Extracellular Vesicles Derived from SIPA1high Breast Cancer Cells Enhance Macrophage Infiltration and Cancer Metastasis through Myosin-9.

ABSTRACT

Tumour cell metastasis can be genetically regulated by proteins contained in cancer cell-derived extracellular vesicles (EVs) released to the tumour microenvironment.

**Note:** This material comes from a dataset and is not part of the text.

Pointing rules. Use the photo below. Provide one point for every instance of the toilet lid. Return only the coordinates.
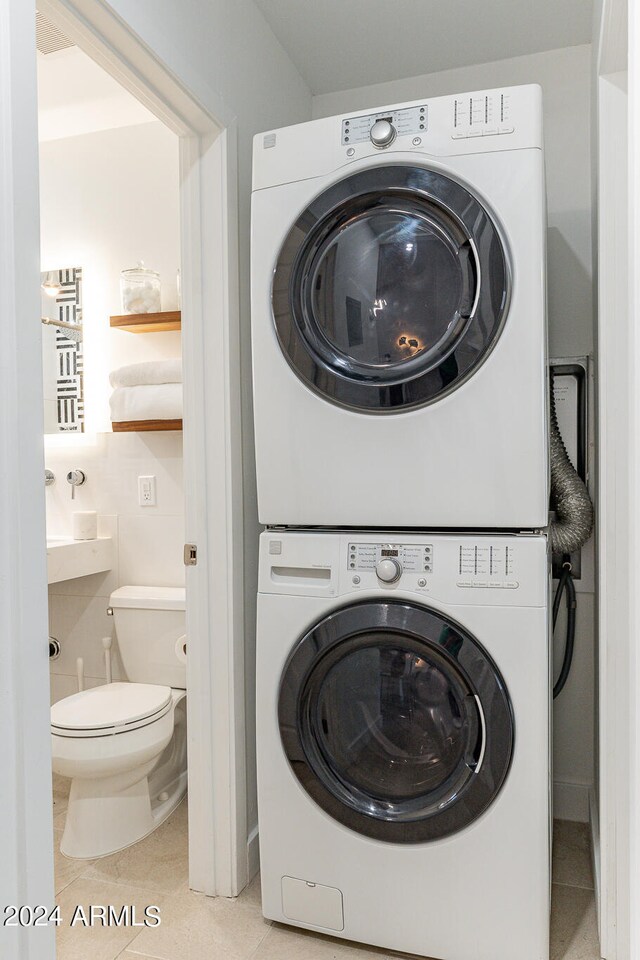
(112, 705)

Here, we found that the number of infiltrated macrophages was positively correlated with the expression of signal-induced proliferation-associated 1 (SIPA1) in invasive breast ductal carcinoma tissues and MDA-MB-231 xenograft tumours. EVs derived from MDA-MB-231 cells (231-EVs) significantly enhanced macrophage migration, compared with that from SIPA1-knockdown MDA-MB-231 cells (231/si-EVs) both in vitro and in vivo. We revealed that SIPA1 promoted the transcription of MYH9, which encodes myosin-9, and up-regulated the expression level of myosin-9 in breast cancer cells and their EVs. We also found that blocking myosin-9 by either down-regulating SIPA1 expression or blebbistatin treatment led to the suppression of macrophage infiltration. Survival analysis showed that breast cancer patients with high expression of SIPA1 and MYH9 molecules had worse relapse-free survival (p = 0.028). In summary, SIPA1high breast cancer can enhance macrophage infiltration through EVs enriched with myosin-9, which might aggravate the malignancy of breast cancer.